El primer barrio en que viví cuando llegué a Valparaíso fue Playa Ancha. Había en él personalidades verdaderamente notables. Estaba, desde luego, el Burro, hombre singular, una especie de fakir, pero para el tinto. Cuando alguno de los del lote compraba una botella de litreado que salía picado, o simplemente vinagre y, por añadidura, imposible de beber, el Burro lo paladeaba como si fuera un Cousiño Macul, diciendo:

—No está nada de malo el vinito.

Otra personalidad vigorosa era Vidal, de profesión jornalero, hombre alegre y jocundo, hijo del almacenero del barrio, a quien primero los niños, y después todo el mundo, llamaban don Ricardo Corazón de Piedra.

Un día encontré a Vidal acompañado de su cónyuge, mujer flacuchenta vestida de negro, muy pulcra, con los zapatos excesivamente lustrados, caminando un paso detrás de su marido. Afeaba su rostro una enorme mancha violácea, que protegía su virtud más que un cinturón de castidad.

Vidal juzgó oportuno presentármela. La mujer, consciente de la solemnidad del acto, poniendo cara de circunstancias, me estrechó la mano.

—Claro que la cara no le acompaña mucho— dijo Vidal mirándola con ternura, dando a entender que estaba llena de virtudes morales.

Las Muñoses también eran vecinas del barrio. Lindas y sucias, les gustaba tomar el sol sentadas en la puerta de su casa, mostrando, sin proponérselo, sus bien torneadas piernas, lo que inquietaba a las mujeres casadas, pues las primeras eran bastante desprejuiciadas. Las Muñoses vivían de cualquiera manera, pero lo hacían alegremente.

Todos nos reuníamos en la peluquería del barrio. Allí se jugaba dominó o a la brisca, y se bebía un vinillo tinto espeso de campeche.

Todas las radios tocaban Noche de ronda, cantada por la voz incomparable de Pedro Vargas, y todavía se escuchaba la bellísima voz de Ignacio Corsini cantando El Olvido o Betinotti. Por otra parte, Carlos Gardel interpretaba Vieja recoba o Farabute, mientras nuestro anfitrión dormía a pierna suelta.
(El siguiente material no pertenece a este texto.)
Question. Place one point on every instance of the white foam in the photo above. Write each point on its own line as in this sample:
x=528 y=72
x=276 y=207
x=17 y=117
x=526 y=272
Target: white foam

Las canciones mencionadas y nuestras conversaciones le servían de canción de cuna.

Yo pololeaba con una chica de apellido Díaz, de muslos satinados y rostro de fucsia y un ingenio deslumbrante, mientras la neblina de Playa Ancha, como gasa sutil, lo envolvía todo, limando las asperezas, suavizando los contornos y dulcificando el ambiente.